Noi che abbiamo udito le meraviglie di Dio possiamo proclamare come la
folla: ha fatto bene ogni cosa.
Sogno
e son desto
È
per questo che Isaia, il grande e tenero Isaia, spalanca gli occhi davanti a un
popolo rassegnato, sfiancato da settant’anni di prigionia a Babilonia, ormai
convinto che Dio non ci sia più, e sogna.

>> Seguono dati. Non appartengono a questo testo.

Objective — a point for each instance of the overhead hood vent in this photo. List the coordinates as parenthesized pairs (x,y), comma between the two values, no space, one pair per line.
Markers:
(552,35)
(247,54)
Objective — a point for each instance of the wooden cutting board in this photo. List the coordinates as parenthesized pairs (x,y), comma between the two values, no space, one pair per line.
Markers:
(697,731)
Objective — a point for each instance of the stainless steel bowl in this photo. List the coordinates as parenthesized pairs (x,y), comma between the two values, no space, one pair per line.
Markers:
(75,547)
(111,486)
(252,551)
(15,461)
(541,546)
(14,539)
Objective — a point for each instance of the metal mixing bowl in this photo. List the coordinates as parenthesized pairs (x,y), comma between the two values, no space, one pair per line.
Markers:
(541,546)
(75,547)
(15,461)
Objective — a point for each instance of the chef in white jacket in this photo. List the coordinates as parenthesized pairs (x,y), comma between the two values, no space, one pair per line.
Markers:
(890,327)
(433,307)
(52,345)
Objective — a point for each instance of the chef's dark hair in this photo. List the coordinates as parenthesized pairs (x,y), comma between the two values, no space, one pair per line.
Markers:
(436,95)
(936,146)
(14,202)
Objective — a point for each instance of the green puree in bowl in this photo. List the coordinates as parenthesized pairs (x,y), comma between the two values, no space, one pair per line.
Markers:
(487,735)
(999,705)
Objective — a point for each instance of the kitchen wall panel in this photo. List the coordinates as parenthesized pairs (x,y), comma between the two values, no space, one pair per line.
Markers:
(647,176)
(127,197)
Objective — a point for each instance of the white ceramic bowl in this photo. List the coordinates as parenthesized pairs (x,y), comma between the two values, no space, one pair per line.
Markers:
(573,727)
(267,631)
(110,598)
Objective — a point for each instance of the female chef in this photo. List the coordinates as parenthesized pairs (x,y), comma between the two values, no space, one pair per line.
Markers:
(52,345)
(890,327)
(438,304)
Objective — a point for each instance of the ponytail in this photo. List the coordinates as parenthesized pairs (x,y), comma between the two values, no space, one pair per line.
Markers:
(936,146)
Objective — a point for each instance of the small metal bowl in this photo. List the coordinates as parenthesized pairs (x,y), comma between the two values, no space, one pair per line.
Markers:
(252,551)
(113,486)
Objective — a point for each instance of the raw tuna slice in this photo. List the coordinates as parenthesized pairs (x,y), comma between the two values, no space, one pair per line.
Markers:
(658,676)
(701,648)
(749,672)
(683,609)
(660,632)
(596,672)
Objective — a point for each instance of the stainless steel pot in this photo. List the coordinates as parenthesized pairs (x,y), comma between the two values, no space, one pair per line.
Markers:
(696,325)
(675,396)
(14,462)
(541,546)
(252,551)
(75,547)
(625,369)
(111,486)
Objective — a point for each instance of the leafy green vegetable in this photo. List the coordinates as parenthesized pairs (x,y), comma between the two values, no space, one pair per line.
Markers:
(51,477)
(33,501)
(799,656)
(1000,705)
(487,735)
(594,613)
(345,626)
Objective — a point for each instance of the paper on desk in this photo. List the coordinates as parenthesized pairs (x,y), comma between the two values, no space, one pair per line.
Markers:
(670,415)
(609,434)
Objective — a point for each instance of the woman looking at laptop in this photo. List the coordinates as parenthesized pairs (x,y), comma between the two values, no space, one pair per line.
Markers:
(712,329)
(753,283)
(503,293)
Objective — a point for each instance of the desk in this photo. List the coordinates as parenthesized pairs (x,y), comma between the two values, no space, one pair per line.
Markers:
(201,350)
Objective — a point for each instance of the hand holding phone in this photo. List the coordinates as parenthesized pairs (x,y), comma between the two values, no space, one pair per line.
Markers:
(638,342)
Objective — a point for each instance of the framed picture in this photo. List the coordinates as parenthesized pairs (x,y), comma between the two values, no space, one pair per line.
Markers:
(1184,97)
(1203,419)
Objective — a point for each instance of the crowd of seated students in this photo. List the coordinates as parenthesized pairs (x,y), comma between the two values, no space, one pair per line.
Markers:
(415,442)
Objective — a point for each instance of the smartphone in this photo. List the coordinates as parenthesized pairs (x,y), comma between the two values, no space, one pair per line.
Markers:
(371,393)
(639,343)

Sogna un ritorno, una terra in cui la
sofferenza non esiste più e l’abbondanza delle acque che riempie i cuori.
Un
sogno che è anche quello di Dio e che si avvererà per Israele con il ritorno a
Gerusalemme e, per noi, con la venuta del Regno.
Questa
salvezza, questa buona notizia, questo gioioso annuncio, ammonisce Giacomo,
deve essere visibile sin d’ora nelle nostre comunità.
Se
l’asfalto del conformismo ha appiattito l’attenzione al povero e allo
straniero, Giacomo ci richiama con forza alle nostre responsabilità di salvati.
La
Chiesa, che è il popolo di chi è stato sanato dalle proprie ferite con l’olio
della consolazione di Gesù, imita lo stesso gesto verso l’umanità fatta a pezzi
e ferita dall’odio e dal peccato.
Noi
siamo il volto di Dio per il fratello perduto.
Lasciamoci toccare, lasciamoci guarire.